Same here; I’m woman, and over 50. I use a landscape snapshot from an enjoyable daytrip for my profile photo. Is this, like removing graduation dates from a resume, an undesired tell?

That’s a fair criticism. Having any kind of profile image I think is preferable to the default, because then it distinguishes you from someone who signed up a day ago. So it doesn’t have to be a photo of you, it could be a photo of your city, pet, some hobby etc.

Just something to humanize the profile, even if it doesn’t gender the profile.

It feels kind of weird that large parts of the world have stopped to do profile photos on CVs for fairness reasons, but then you expect people to have photos in the links they put on said CV?

EDIT: and re forks: surely regular PRs against other projects would also tell you something?

I definitely would expect real photos of the person on LinkedIn, and everyone I know who hires will look on LinkedIn as a confirmation of the resume. Not sure if this is a vector to enable bias or not, but it’s a reality of hiring for many.

As someone doing interviews, most of the github profiles I’ve seen have a bunch of forked repos with little to no added code. I don’t understand why people include a link to that.

A couple of times I’ve seen real code and it certainly didn’t hurt.

I’m not convinced that the Github profile is for recruiters alone. As someone doing hiring at the company, I want to see it myself.

So what am I looking for? Clean code that’s more than just boilerplate. Comments, good logic, some sense of purpose. There can be garbage repos in there, too, but I expect there to be some that show off who you are.

In short, they want to see who you are. If your Github isn’t showing who you are, you’re not helping yourself by providing it to the recruiter.

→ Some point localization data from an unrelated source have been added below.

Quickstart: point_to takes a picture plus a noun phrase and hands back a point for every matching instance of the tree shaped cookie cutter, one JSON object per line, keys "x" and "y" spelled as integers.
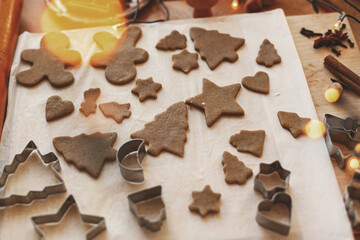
{"x": 267, "y": 169}
{"x": 343, "y": 131}
{"x": 134, "y": 175}
{"x": 32, "y": 195}
{"x": 143, "y": 196}
{"x": 53, "y": 218}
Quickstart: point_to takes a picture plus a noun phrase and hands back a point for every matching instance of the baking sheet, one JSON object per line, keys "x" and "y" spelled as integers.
{"x": 318, "y": 210}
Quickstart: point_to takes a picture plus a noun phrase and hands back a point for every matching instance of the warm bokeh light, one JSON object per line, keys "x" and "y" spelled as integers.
{"x": 332, "y": 95}
{"x": 354, "y": 163}
{"x": 315, "y": 129}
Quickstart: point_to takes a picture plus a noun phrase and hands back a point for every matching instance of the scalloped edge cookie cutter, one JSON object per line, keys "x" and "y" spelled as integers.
{"x": 53, "y": 218}
{"x": 133, "y": 175}
{"x": 32, "y": 195}
{"x": 142, "y": 196}
{"x": 267, "y": 169}
{"x": 340, "y": 131}
{"x": 271, "y": 224}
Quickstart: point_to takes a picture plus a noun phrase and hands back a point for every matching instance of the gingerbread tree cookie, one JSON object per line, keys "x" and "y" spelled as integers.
{"x": 146, "y": 89}
{"x": 119, "y": 56}
{"x": 185, "y": 61}
{"x": 205, "y": 201}
{"x": 216, "y": 101}
{"x": 49, "y": 62}
{"x": 215, "y": 47}
{"x": 267, "y": 54}
{"x": 173, "y": 41}
{"x": 235, "y": 170}
{"x": 167, "y": 131}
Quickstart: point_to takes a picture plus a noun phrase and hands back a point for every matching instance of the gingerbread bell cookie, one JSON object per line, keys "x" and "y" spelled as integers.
{"x": 216, "y": 101}
{"x": 185, "y": 61}
{"x": 167, "y": 132}
{"x": 57, "y": 108}
{"x": 173, "y": 41}
{"x": 215, "y": 47}
{"x": 259, "y": 83}
{"x": 119, "y": 56}
{"x": 268, "y": 54}
{"x": 87, "y": 152}
{"x": 49, "y": 62}
{"x": 292, "y": 122}
{"x": 146, "y": 89}
{"x": 235, "y": 170}
{"x": 205, "y": 201}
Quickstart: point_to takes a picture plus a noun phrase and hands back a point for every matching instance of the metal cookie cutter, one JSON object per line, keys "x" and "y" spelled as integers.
{"x": 53, "y": 218}
{"x": 145, "y": 196}
{"x": 135, "y": 175}
{"x": 267, "y": 169}
{"x": 269, "y": 223}
{"x": 32, "y": 195}
{"x": 341, "y": 131}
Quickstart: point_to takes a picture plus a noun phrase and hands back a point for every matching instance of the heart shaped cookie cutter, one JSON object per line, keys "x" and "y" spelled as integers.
{"x": 269, "y": 223}
{"x": 132, "y": 174}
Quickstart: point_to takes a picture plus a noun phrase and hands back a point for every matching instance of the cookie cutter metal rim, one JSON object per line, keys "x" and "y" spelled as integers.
{"x": 267, "y": 169}
{"x": 53, "y": 218}
{"x": 32, "y": 195}
{"x": 144, "y": 195}
{"x": 273, "y": 225}
{"x": 133, "y": 175}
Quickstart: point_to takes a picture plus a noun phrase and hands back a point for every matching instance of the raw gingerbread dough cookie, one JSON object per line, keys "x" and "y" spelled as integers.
{"x": 259, "y": 83}
{"x": 173, "y": 41}
{"x": 115, "y": 111}
{"x": 57, "y": 108}
{"x": 89, "y": 105}
{"x": 205, "y": 201}
{"x": 49, "y": 62}
{"x": 235, "y": 170}
{"x": 215, "y": 47}
{"x": 292, "y": 122}
{"x": 267, "y": 54}
{"x": 167, "y": 131}
{"x": 87, "y": 152}
{"x": 119, "y": 56}
{"x": 249, "y": 141}
{"x": 146, "y": 89}
{"x": 185, "y": 61}
{"x": 216, "y": 101}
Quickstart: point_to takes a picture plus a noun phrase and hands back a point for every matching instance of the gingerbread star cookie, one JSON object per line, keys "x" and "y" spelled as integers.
{"x": 215, "y": 47}
{"x": 216, "y": 101}
{"x": 185, "y": 61}
{"x": 87, "y": 152}
{"x": 235, "y": 170}
{"x": 146, "y": 89}
{"x": 205, "y": 201}
{"x": 267, "y": 54}
{"x": 119, "y": 56}
{"x": 57, "y": 108}
{"x": 167, "y": 132}
{"x": 249, "y": 141}
{"x": 259, "y": 83}
{"x": 115, "y": 110}
{"x": 49, "y": 62}
{"x": 292, "y": 122}
{"x": 173, "y": 41}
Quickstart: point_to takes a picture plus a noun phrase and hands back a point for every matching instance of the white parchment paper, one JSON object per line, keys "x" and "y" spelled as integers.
{"x": 318, "y": 210}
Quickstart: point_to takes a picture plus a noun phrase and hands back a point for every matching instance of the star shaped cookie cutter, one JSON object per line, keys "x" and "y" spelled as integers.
{"x": 267, "y": 169}
{"x": 343, "y": 131}
{"x": 144, "y": 196}
{"x": 32, "y": 195}
{"x": 132, "y": 174}
{"x": 53, "y": 218}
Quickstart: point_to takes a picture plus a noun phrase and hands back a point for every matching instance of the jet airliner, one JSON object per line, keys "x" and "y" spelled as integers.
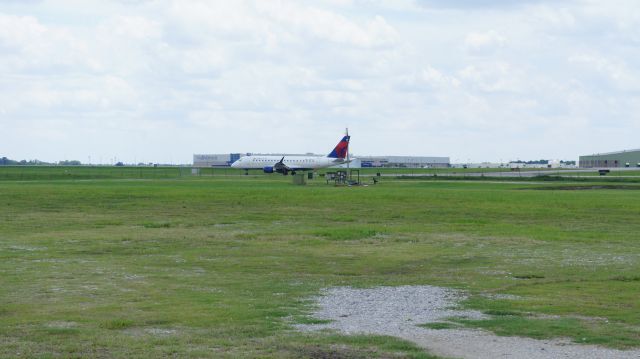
{"x": 291, "y": 164}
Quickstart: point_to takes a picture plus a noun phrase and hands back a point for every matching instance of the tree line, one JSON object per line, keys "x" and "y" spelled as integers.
{"x": 4, "y": 161}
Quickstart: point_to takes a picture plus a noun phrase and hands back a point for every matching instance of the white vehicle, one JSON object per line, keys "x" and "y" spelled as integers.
{"x": 284, "y": 164}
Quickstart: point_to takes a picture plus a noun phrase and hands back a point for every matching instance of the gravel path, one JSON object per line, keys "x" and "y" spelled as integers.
{"x": 396, "y": 311}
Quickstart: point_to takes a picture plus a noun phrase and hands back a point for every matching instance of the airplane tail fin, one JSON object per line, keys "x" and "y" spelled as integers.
{"x": 341, "y": 148}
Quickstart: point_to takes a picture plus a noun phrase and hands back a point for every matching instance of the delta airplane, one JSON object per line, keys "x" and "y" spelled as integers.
{"x": 284, "y": 164}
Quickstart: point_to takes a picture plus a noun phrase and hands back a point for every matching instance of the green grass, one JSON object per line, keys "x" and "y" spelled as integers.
{"x": 222, "y": 265}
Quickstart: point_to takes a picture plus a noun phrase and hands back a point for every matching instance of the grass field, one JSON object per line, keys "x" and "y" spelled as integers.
{"x": 221, "y": 266}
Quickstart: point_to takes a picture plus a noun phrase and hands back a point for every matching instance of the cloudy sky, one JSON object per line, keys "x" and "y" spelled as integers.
{"x": 157, "y": 81}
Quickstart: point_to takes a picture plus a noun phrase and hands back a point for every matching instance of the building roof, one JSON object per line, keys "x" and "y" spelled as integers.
{"x": 613, "y": 153}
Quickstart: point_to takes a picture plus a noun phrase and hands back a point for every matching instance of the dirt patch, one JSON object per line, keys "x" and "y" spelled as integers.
{"x": 405, "y": 312}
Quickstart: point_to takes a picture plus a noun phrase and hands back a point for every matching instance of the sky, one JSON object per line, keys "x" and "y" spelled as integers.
{"x": 474, "y": 80}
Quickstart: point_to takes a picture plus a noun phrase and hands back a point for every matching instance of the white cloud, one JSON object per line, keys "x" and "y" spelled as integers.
{"x": 407, "y": 77}
{"x": 484, "y": 42}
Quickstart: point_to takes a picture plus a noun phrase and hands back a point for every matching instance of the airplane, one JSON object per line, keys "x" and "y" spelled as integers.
{"x": 291, "y": 164}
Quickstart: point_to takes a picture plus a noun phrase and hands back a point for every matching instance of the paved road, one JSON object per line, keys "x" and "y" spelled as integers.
{"x": 522, "y": 173}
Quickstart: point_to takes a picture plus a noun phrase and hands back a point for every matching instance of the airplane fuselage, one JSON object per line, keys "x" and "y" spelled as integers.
{"x": 293, "y": 163}
{"x": 286, "y": 164}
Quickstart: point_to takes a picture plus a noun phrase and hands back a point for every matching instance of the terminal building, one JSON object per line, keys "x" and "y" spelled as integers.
{"x": 225, "y": 160}
{"x": 629, "y": 158}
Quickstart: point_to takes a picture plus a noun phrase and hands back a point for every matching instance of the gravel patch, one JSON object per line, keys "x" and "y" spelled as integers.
{"x": 397, "y": 311}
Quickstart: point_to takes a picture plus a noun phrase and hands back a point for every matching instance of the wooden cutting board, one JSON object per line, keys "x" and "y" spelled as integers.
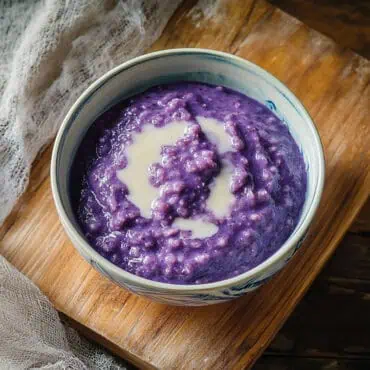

I’ve been writing code for over 20 years yet I don’t have anything that I can share in a public repo. My employer would sue me immediately. I don’t imagine I will be looking for a job via the “normal process” with recruiters and all, but if I did, would I need to put out stuff to github? Would I need to spend 6 months just writing random but nice-looking code so I’m not rejected due to not having github profile?

I think there’s a lot of people like that. Making github a mandatory requirement is strange.

When interviewing devs, I always check GH profile. If its empty it’s usually a read flag (meaning that I will have to do more work during the interview). Coding samples, contributions graph, personal projects can push a candidate forward very fast.

Worth to note: GitHub itself does NOT matter, the contents your profile and you contributions do. Prefer GitLab? awesome! Just don’t forget to put it in your resume.

I’ve never met a recruiter who discussed my GitHub beyond asking for the link. As for interviewers, my GitHub has only been brought up a handful of times.

Related question: how many recruiters actually look at GitHub pages? Does this number change if one is linked in the resume they’re looking at?

Yes, please put your GitHub, GitLab, etc, profile on your resume. When interviewing, being able to see someone’s code quality is golden.

But do you actually look at them? I have my GitHub profile in my resume, but I’ve never once been asked about anything on there, nor has a recruiter let on that they had looked at it.

Since most people’s work is going to be in private repos, Ive always thought the most consistently valuable signal is the contribution graph.

But that’s just my opinion.

For sure, I’m not saying it’s a universally valuable signal, just the most valuable one relative to other signals on a github profile.

I want to know what other people will see when they look at my employees GitHub Account. If I see nothing that concerns me, I move on. All of our companies code is private so an empty GitHub is not concerning.

Daily stars in the seize_the_means_by_any_means repository is going to get your resume tossed.